GPU Memory Architecture Analysis

GPUs contain multi-level memory structures, each with distinct characteristics:

Global Memory: Main memory space accessible to all threads. It offers large capacity (GB-scale) but is relatively slow, requiring hundreds of clock cycles for access.

Shared Memory: High-speed memory shared among threads within a block. It's small (a few KB per block) but extremely fast, requiring only a few clock cycles for access.

Registers: Thread-private storage that's fastest but limited in quantity.

Shared memory access is hundreds of times faster than global memory, and proper utilization can bring dramatic performance improvements.

1D Averaging Filter Principles

Stencil algorithms use neighboring elements to compute output values. In this experiment, each output element is the average of itself and its left and right neighbors:

Taking the array [4, 7, 2, 9, 1, 8, 3, 6] as an example, the output for the third element would be:

[4, 7, 2, 9, 1, 8, 3, 6]
    ^  ^  ^
(7 + 2 + 9) / 3 = 6

Performance Bottleneck Analysis

In naive implementations, each thread needs to read data multiple times from global memory:

// Each thread reads 3 values from slow global memory
C[idx] = (A[idx - 1] + A[idx] + A[idx + 1]) / 3;

The thread processing element 5 reads A[4], A[5], and A[6]. The thread processing element 6 reads A[5], A[6], and A[7]. Both need to read A[5] and A[6], leading to massive redundant global memory accesses that severely impact performance.

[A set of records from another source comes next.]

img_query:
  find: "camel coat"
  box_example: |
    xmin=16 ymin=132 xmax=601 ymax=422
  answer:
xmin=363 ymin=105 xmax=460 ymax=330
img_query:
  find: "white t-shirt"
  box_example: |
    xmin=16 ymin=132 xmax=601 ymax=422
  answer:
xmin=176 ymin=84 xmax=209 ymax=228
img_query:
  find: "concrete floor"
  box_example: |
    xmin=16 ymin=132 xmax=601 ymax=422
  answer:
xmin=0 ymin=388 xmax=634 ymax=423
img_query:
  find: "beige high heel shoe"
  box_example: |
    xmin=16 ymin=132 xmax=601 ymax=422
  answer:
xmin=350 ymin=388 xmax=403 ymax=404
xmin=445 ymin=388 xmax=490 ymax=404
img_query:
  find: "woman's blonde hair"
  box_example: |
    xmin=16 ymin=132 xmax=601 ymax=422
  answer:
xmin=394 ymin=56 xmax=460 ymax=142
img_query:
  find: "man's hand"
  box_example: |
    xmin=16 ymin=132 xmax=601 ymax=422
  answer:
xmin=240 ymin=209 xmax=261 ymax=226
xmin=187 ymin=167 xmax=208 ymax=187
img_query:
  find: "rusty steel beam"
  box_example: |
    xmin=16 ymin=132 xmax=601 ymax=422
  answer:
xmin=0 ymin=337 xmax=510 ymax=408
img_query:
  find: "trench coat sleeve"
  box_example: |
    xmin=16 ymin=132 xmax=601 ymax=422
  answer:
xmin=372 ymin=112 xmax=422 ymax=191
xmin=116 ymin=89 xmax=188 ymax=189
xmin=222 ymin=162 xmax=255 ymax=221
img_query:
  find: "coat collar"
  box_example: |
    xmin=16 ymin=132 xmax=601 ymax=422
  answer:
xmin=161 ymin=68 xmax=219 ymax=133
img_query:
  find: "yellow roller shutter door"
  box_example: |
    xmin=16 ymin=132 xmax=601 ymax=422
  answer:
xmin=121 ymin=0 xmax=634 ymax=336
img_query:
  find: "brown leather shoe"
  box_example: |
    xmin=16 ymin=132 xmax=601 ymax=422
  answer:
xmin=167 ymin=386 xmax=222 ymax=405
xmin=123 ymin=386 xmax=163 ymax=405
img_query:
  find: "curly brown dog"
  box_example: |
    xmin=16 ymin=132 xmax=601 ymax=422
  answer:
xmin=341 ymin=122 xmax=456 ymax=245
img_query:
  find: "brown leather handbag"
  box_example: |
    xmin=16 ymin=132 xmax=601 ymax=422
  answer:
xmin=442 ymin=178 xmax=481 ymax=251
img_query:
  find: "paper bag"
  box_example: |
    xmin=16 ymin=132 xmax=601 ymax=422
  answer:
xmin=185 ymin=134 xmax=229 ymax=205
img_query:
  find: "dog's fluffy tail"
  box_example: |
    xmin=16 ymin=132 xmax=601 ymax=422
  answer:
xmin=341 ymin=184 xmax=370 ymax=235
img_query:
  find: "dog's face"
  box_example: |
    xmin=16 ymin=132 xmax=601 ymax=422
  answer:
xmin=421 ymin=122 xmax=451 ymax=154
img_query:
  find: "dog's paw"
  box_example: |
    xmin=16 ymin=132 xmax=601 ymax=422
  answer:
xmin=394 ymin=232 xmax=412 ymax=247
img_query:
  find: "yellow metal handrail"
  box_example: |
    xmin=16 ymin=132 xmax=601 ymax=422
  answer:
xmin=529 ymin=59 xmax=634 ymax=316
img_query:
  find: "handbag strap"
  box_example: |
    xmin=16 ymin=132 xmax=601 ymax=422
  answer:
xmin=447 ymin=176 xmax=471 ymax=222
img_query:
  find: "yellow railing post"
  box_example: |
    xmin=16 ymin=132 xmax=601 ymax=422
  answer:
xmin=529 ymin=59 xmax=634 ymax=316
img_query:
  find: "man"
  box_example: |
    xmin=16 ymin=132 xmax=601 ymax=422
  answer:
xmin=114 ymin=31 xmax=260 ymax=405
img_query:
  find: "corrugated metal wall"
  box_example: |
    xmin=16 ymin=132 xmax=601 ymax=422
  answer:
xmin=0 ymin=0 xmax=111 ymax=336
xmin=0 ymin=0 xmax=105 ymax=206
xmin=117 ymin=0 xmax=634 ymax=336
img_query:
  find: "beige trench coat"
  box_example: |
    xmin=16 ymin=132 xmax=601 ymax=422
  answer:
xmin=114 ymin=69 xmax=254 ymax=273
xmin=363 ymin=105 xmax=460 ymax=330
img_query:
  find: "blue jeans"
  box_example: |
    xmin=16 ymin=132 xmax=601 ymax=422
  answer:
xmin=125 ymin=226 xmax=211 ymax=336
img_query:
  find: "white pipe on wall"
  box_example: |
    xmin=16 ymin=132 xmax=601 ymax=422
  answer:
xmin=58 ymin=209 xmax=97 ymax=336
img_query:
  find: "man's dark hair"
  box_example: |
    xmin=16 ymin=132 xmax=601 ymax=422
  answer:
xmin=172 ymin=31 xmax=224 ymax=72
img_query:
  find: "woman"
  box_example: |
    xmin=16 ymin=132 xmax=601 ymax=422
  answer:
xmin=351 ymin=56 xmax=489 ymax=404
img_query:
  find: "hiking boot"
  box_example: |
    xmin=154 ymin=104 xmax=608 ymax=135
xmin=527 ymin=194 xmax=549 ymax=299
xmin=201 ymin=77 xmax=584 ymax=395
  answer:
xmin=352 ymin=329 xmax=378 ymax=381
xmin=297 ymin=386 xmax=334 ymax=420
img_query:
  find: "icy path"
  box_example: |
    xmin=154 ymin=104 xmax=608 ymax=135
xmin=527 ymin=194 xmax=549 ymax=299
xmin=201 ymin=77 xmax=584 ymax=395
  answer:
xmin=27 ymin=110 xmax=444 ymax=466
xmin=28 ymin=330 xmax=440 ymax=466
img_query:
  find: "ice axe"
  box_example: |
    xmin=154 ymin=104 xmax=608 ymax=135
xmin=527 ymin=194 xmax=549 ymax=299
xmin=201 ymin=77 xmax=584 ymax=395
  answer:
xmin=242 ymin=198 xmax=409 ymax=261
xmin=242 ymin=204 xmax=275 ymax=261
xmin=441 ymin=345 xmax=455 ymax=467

Shared Memory Optimization Strategy

We can optimize this problem using the following approach:

  1. Threads collaborate to load data blocks into shared memory
  2. Synchronize to wait for data loading completion
  3. Read data from high-speed shared memory to compute results

This method transforms multiple slow global memory accesses into a single load followed by multiple high-speed shared memory accesses.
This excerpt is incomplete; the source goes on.